Now take that and twist it up through generational lines and it’s really easy to see why we’ve learned to stuff down our anger and other emotions, and see generations of dissatisfied, resentful, and angry women within our family lines come from. The entire love and light toxic positivity movement comes from this shit! We’ve been taught to think we’re bad and wrong for what we feel, and experience and we fear becoming like women in our family lines who have always been critical, cruel, dissatisfied, acceptant of poor treatment, and the answer to not being them is to process the feelings and let go of the weight.
So, we know what’s gotten us here, how do we change it?
First, take some time to sit with all that because it’s a lot and I haven’t even given you the full history. Take a moment to journal on what knowing a bit of this history brings up for you in relation to your own experiences.
Next, some deeper IFS (internal-family systems) and timeline work can help shed so much of this. I do healing sessions with clients as part of all my containers because the release is so needed and so powerful. If you’re not sure what this looks like let me explain a bit and while you can do some on your own, please look at what your personal limits are. It’s a lot to hold this energy. For IFS, we have 3 main goals:
1. Identify what sub-personalities or familial parts are living within causing pain or blocks and we’re freeing them from holding such a powerful role in parts of your life. So, if throughout your family lines there’s been a theme of anger/resentment or taught sexual shame and that’s impacting aspects of your life we help that part release the hold.
2. Restore self-trust and step into radical self-love and empowerment. With those subparts freed we can now put you in charge of yourself so you can figure out what’s true for you based on what you desire.

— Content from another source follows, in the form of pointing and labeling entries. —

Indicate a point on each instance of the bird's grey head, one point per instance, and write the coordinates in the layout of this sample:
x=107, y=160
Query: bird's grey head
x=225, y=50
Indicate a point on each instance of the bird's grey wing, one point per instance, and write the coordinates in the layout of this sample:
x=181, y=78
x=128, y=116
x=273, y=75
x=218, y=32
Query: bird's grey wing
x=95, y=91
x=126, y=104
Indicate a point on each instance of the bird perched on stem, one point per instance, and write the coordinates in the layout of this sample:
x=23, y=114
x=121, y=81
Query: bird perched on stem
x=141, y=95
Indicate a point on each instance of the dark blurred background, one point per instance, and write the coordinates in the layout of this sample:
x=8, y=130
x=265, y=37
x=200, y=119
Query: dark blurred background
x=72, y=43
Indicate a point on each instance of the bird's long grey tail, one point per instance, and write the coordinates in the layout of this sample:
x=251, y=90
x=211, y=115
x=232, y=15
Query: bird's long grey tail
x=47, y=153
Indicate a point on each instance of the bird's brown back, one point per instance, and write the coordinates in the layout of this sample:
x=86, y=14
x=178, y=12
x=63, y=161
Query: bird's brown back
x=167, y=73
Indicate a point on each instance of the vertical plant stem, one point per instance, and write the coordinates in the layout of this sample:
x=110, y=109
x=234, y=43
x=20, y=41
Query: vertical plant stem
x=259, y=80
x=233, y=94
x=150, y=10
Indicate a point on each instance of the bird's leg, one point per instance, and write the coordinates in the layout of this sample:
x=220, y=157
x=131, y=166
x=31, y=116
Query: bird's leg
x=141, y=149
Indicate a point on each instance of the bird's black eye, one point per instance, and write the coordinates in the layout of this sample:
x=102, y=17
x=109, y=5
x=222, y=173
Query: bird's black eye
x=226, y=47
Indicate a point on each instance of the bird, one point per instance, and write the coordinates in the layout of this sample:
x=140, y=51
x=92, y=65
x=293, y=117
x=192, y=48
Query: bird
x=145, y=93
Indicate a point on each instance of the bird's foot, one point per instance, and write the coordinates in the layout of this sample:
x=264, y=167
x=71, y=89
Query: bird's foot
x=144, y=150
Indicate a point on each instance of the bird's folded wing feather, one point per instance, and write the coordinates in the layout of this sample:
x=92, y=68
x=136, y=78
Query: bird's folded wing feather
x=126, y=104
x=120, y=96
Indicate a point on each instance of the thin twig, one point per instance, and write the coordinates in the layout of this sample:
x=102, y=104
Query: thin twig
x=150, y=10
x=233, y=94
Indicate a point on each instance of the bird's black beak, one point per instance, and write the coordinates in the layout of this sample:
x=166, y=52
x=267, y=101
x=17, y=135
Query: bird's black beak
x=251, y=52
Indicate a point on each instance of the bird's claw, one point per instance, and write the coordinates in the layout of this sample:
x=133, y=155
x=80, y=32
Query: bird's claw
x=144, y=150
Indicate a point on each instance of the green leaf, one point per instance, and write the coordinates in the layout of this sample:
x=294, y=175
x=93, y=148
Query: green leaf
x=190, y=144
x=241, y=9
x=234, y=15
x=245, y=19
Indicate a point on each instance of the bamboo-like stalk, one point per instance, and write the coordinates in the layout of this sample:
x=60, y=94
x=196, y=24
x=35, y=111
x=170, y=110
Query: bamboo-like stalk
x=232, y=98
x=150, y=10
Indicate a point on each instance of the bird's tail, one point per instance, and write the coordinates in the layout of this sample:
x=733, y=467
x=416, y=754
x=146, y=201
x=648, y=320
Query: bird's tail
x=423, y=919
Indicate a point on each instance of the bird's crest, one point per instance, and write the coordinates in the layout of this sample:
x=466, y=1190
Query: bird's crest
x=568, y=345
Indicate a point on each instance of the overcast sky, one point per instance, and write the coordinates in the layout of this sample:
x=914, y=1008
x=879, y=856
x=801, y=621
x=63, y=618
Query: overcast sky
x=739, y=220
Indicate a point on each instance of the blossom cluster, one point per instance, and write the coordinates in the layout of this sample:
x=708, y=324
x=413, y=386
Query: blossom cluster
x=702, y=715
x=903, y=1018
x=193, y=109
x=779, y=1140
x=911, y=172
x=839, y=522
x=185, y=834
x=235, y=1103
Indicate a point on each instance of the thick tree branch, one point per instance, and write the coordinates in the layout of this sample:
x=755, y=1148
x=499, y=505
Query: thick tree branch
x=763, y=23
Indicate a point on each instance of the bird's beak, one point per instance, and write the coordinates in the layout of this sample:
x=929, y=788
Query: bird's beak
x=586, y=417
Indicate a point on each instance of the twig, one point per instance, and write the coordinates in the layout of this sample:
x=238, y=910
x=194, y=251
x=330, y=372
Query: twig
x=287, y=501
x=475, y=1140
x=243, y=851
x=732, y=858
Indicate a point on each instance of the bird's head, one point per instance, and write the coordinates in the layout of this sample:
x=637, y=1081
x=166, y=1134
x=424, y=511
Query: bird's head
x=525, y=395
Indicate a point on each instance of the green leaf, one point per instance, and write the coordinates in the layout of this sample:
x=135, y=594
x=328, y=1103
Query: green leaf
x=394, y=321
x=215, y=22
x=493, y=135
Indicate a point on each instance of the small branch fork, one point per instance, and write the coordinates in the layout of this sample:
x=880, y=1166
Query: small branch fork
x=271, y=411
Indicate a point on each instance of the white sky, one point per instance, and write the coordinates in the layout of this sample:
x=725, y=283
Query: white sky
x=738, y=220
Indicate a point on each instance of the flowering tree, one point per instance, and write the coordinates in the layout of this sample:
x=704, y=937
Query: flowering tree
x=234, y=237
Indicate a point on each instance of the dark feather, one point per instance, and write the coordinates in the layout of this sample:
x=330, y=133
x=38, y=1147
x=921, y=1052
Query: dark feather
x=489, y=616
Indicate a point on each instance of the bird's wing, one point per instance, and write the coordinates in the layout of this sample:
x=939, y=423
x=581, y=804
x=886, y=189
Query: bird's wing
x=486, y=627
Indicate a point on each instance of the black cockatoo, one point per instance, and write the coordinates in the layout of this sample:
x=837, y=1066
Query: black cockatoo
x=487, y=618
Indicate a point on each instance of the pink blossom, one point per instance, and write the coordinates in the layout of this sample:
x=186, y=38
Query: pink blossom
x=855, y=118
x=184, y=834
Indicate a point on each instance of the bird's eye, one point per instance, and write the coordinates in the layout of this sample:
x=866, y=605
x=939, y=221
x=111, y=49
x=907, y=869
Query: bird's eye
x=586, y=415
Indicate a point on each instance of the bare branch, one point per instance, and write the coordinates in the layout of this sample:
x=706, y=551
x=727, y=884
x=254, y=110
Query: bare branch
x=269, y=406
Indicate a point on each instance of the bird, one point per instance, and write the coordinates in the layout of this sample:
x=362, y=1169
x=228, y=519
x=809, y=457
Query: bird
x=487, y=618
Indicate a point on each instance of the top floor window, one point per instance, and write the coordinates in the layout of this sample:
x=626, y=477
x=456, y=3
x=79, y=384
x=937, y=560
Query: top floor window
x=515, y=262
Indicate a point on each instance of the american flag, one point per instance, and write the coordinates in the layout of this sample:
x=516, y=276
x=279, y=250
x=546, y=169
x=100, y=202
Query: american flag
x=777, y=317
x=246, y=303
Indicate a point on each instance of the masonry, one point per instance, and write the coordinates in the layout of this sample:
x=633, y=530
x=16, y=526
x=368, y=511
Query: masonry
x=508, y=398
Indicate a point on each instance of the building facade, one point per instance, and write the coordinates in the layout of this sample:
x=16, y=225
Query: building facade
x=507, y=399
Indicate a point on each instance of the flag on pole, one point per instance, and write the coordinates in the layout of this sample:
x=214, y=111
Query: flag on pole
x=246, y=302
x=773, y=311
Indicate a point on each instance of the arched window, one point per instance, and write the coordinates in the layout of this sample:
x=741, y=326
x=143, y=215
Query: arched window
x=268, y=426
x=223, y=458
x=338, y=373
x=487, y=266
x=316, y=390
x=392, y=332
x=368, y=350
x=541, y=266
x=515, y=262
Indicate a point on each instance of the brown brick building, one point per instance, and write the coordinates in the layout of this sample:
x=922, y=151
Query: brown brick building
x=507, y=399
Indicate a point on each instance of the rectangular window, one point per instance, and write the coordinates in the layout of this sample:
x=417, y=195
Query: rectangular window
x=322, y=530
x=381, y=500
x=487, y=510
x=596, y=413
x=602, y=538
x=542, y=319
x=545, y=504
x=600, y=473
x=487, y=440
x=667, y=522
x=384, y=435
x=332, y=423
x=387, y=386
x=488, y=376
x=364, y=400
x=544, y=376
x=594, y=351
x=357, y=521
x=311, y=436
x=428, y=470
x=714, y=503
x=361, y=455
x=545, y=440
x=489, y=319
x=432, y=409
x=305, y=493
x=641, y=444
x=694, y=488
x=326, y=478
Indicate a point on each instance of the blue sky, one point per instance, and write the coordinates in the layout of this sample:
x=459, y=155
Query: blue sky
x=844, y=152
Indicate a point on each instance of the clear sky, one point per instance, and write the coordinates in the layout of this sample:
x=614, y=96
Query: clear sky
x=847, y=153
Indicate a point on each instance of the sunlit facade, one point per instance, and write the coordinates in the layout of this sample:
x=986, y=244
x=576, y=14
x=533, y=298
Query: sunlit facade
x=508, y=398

3. Integrate the whole team! Those subparts exist so the third goal is to give them a new, empowered role that you choose with you driving the bus. This is the most powerful part to me because we’re learning to see all parts of us as valid and that leads to us recognizing we are whole, worthy, and deserving and that’s just beautiful to me.
What else can you do? Well, I have a ton of practices I do with clients but the one that I love for a multitude of blocks and wounds is mirror work! Mirror work allows you to see yourself more clearly by doing practices like telling yourself what you’re proud of yourself for, what you forgive yourself for, and what you desire for yourself. Seeing yourself saying the words can be jarring at first but also immensely helpful. You can also use the mirror to tell yourself what you like and love about yourself, observe your body and reframe the beliefs you’ve developed about certain body parts. You can get to know your body more intimately which is highly important in releasing any shame around it, especially your genitals. Seriously, I love this work and there’s so much more to do so experiment, seek support, and remember…. you and your body are not broken!